Tuesday, April 16, 2013
Ammo shortage encorages hoarding, scalping; affects law enforcement
East Texas stores ration ammo as shortage affects law enforcement
By Sarah Thomas firstname.lastname@example.org
A nationwide ammunition shortage prompted Gregg County Sheriff Maxey Cerliano to notify deputies in March that they would have to supply their own ammunition for this year’s firearm qualifications — something Cerliano had never done in 13 years in office.
The sheriff was able to pull the plug on that plan this past week, when the department’s bullet order, placed more than 60 days ago, finally came in.
The shipment arrived just in time, since Gregg County deputies must renew their firearm qualifications this month, Cerliano said.
“I have instructed my firearms instructor to place another order so we don’t end up in this jam again,” Cerliano said, adding that, normally, such an order would not be placed for several more months.
“It’s still hard to come by in bulk,” the sheriff said.
Like Gregg County, law enforcement agencies nationwide are feeling the squeeze as ammunition flies off the shelves across the country.
A spokeswoman for the Tennessee Highway Patrol said the agency was waiting on rifle and shotgun ammunition ordered in November.

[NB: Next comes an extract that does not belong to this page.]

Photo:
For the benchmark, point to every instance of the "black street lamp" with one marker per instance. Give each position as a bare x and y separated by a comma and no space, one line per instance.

The national and statewide ammunition shortage continues to push up demand and prices while stripping some store shelves bare as gun owners rush to stockpile ammunition in anticipation of new gun laws.
The fear of new gun legislation stems from a string of mass shootings — Oak Creek, Wis., Aurora, Colo., and Newtown, Conn., — that many believe could lead to passage of new, stricter state and federal gun control statutes.
The shortage has pushed prices up from $3 to $11 per box in the past 30 days, said Jack of Pawns owner Kay Martin.
Martin said the price of a 50-round box of 9 mm hollow point bullets went from $24.95 to $34.99.
A 25-round box of .40 caliber bullets increased from $24.95 to $32.95, she said.
“We’re doing everything we can not to pass the increased prices onto our customers, but if it’s going up $10 a box on us, we have to go up $10 a box on the customer,” Bowling said.
She added that ammunition for many caliber handguns is difficult to find.
She said long-gun calibers such as .223, .308 and .3030 are also difficult to find.
“Ammo for the .22 long rifle is impossible to get right now,” she said.
Bowling believes the military and government requests for ammunition also is adding to the shortage.
Scalpers also are buying any and every kind of bullet they can find.
“These people are buying it and then selling it on eBay or right out of their trucks, and they are charging more than double for it,” Martin said. “They’re no better than scalpers.”
Godell said he has a wide range of items on back order, including handguns, semi-automatic rifles, primers and gun powder.
“We have seen shortages, but this is a new animal altogether,” he said.